Zudem ist die Piste zwar gut fahrbar, aber für eine rasante Fahrt sind mir doch zu viele Steine und Löcher dabei… Einen Sturz oder Defekt am Rad möchte ich hier nicht riskieren. Ich bin sehr zufrieden mit dem Fatbike. Es bollert problemlos über kleinere Hindernisse und die dicken Reifen greifen sehr gut in weichem Untergrund, wie vulkanischem Sand. Immer wieder frage ich mich sogar, wie ich ohne Fatbike überhaupt meine vergangenen Touren ausgehalten habe, vor allem die Reisen ins Hochland von Tibet, wo es ja tagelang überhaupt keine Pisten gab...






Langsam aber sicher verliere ich an Höhe. Die Nachmittagssonne wärmt angenehm und der starke Wind, der mich im oberen Teil der Piste doch ganz schön gebeutelt hat, ist jetzt nicht mehr so deutlich zu spüren. Schließlich erreiche ich das verfallene Gebäude, das ich während der Auffahrt schon bemerkt hatte. Die Mauern werden mir Windschutz geben, dort werde ich übernachten. Als die Sonne hinter dem Berg verschwindet, wird es dann aber empfindlich kalt.


Der Sonnenuntergang ist jedoch unbedingt sehenswert: blutrot erscheinen die dünnen Wolkenstreifen über dem Nevado Soniquera und auch neben dem Gipfel Uturuncu gibt es eine hübsche orange-rote Wolke.

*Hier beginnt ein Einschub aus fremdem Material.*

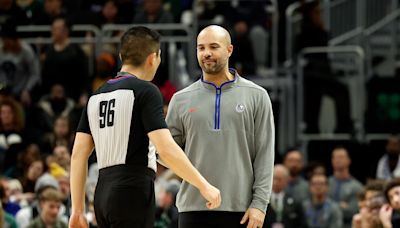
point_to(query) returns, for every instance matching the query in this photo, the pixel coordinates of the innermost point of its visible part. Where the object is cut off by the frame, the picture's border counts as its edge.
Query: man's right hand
(212, 195)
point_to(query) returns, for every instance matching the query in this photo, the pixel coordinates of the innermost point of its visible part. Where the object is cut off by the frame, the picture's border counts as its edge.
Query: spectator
(26, 215)
(321, 211)
(389, 163)
(11, 130)
(62, 156)
(6, 220)
(32, 8)
(283, 211)
(9, 10)
(50, 202)
(19, 67)
(389, 214)
(62, 134)
(374, 200)
(298, 186)
(64, 63)
(343, 188)
(52, 10)
(9, 207)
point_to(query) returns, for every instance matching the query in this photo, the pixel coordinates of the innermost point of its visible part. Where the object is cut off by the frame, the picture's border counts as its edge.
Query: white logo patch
(240, 108)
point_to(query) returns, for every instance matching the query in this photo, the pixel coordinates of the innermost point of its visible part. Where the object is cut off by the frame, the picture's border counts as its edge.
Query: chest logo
(240, 108)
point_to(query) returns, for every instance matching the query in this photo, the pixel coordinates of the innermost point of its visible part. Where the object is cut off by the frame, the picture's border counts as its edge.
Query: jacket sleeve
(264, 152)
(174, 122)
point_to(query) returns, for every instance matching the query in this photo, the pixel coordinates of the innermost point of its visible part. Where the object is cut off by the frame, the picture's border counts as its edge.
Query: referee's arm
(175, 158)
(81, 151)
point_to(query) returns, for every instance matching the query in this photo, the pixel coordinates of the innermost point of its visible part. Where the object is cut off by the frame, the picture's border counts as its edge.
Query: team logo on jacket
(240, 108)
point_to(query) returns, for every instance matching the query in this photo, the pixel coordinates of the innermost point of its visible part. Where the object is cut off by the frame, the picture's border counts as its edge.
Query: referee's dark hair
(137, 43)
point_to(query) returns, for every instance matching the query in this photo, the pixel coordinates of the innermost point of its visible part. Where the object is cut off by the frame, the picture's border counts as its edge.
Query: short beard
(217, 68)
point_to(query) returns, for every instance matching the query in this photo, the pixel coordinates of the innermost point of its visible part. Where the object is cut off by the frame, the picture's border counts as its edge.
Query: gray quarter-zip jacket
(228, 134)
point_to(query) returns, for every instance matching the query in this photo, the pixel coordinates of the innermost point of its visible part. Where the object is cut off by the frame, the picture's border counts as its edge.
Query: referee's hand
(212, 195)
(77, 220)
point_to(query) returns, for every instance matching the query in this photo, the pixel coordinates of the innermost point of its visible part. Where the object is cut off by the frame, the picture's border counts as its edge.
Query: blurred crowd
(43, 91)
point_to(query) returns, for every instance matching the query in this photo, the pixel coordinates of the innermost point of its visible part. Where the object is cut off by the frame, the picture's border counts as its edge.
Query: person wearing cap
(19, 65)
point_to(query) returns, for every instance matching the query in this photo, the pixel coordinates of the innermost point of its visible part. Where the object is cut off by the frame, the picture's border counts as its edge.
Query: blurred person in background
(52, 10)
(320, 210)
(368, 217)
(50, 201)
(54, 105)
(298, 186)
(12, 125)
(6, 220)
(19, 65)
(283, 211)
(389, 164)
(62, 135)
(10, 10)
(343, 188)
(32, 174)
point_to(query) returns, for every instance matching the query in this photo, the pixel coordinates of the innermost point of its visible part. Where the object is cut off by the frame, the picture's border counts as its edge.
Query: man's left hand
(255, 217)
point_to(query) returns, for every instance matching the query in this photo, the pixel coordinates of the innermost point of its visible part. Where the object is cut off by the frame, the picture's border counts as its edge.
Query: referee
(120, 119)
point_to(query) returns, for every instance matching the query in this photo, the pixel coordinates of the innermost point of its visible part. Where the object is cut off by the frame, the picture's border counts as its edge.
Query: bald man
(225, 125)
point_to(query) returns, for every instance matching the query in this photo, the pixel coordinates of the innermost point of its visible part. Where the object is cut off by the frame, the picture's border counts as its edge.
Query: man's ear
(151, 59)
(230, 49)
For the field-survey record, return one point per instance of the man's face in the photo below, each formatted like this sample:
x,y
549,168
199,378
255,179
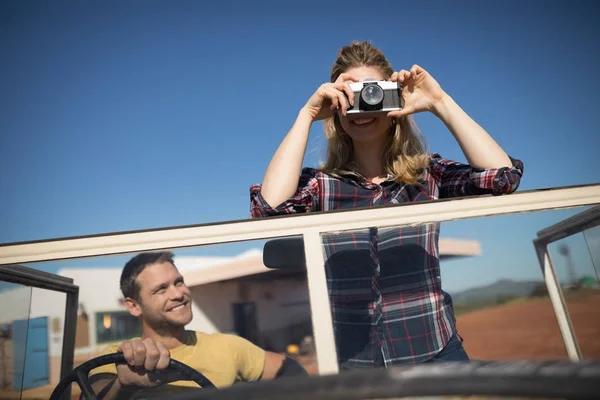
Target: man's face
x,y
165,300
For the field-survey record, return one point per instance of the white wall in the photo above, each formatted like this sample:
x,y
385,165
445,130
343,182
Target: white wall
x,y
273,300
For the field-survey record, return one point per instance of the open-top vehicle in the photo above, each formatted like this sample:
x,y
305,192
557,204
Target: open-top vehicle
x,y
570,379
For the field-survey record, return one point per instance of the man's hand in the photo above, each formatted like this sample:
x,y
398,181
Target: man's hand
x,y
145,361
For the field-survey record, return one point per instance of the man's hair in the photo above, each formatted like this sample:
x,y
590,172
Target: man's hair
x,y
129,285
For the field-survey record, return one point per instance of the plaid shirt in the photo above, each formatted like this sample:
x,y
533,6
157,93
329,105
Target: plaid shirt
x,y
388,306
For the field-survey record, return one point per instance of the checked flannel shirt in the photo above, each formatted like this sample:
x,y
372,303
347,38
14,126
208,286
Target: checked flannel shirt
x,y
387,303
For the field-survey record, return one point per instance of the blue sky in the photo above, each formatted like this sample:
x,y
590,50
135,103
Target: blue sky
x,y
117,116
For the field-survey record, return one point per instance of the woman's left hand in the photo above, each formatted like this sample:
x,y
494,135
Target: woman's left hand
x,y
420,92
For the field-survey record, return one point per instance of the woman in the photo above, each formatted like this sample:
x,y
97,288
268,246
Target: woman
x,y
387,303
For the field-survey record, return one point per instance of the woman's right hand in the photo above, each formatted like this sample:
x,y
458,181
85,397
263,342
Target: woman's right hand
x,y
330,98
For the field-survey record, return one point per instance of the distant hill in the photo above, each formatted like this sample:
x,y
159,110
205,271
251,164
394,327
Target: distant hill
x,y
497,292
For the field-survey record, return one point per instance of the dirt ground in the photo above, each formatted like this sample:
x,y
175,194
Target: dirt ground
x,y
516,331
529,329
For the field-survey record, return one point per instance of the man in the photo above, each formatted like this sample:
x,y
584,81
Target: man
x,y
155,292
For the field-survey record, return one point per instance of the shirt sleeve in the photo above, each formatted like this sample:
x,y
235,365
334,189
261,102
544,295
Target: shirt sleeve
x,y
456,179
305,199
249,358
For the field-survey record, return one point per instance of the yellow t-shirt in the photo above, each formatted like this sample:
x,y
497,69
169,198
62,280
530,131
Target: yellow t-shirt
x,y
222,358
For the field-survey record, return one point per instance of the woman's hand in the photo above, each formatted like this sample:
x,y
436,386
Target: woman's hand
x,y
420,92
330,98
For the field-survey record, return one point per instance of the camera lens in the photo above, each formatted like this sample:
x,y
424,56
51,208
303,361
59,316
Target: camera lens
x,y
372,94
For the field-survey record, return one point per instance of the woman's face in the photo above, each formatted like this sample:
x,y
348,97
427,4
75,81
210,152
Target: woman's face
x,y
372,129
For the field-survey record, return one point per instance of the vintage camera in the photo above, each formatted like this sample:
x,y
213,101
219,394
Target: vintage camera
x,y
372,97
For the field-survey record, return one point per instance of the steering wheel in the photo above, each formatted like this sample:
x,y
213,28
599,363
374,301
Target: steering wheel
x,y
80,375
518,379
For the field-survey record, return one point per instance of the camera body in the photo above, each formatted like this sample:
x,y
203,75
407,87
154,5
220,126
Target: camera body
x,y
374,97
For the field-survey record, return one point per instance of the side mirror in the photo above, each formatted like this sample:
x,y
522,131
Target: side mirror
x,y
284,253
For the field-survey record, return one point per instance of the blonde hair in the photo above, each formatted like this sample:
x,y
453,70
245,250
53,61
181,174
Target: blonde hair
x,y
405,152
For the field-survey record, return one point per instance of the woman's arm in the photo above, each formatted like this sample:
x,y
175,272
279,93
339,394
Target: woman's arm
x,y
281,178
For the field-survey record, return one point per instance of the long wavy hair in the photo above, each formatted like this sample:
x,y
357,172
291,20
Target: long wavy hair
x,y
405,153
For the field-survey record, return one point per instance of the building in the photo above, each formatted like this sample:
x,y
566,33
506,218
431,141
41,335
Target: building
x,y
237,295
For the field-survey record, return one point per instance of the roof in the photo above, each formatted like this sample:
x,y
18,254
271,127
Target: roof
x,y
251,263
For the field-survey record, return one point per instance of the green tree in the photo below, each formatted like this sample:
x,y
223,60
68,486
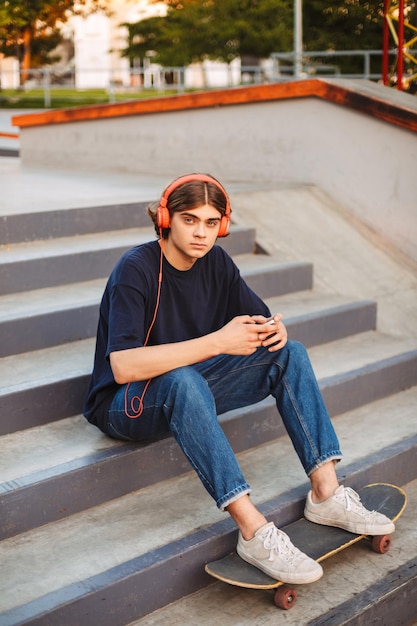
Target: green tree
x,y
195,30
344,25
34,26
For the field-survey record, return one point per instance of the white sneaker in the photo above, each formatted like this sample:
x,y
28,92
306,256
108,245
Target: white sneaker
x,y
272,552
344,509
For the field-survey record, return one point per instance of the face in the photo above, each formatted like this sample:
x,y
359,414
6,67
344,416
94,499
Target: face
x,y
193,233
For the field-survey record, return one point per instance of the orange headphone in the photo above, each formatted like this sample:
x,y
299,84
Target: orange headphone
x,y
163,217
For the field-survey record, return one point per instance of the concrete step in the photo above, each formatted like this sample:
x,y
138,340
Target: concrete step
x,y
49,470
45,317
29,378
68,222
65,260
126,558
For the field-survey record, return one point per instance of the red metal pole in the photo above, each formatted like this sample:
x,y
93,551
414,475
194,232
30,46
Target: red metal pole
x,y
400,54
385,45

Ich bin zufrieden mit meiner Vulkan-Tour und schlafe gut, auch wenn der Höhenmesser 5350 Meter anzeigt und es nachts -15°C kalt wird. Dafür lasse ich mir am nächsten Morgen Zeit, und breche erst auf, als die Sonne schon wärmend das alte Gemäuer bescheint.





Der Vulkangipfel rückt in immer weitere Entfernung und die Piste wird zunehmend auch wieder sandig, natürlich dann auch mit dem üblichen Wellblechmuster. Irgendwann führt die Piste in ein sandiges Tal und damit sehe ich den Uturuncu-Gipfel bis Quetena nicht mehr.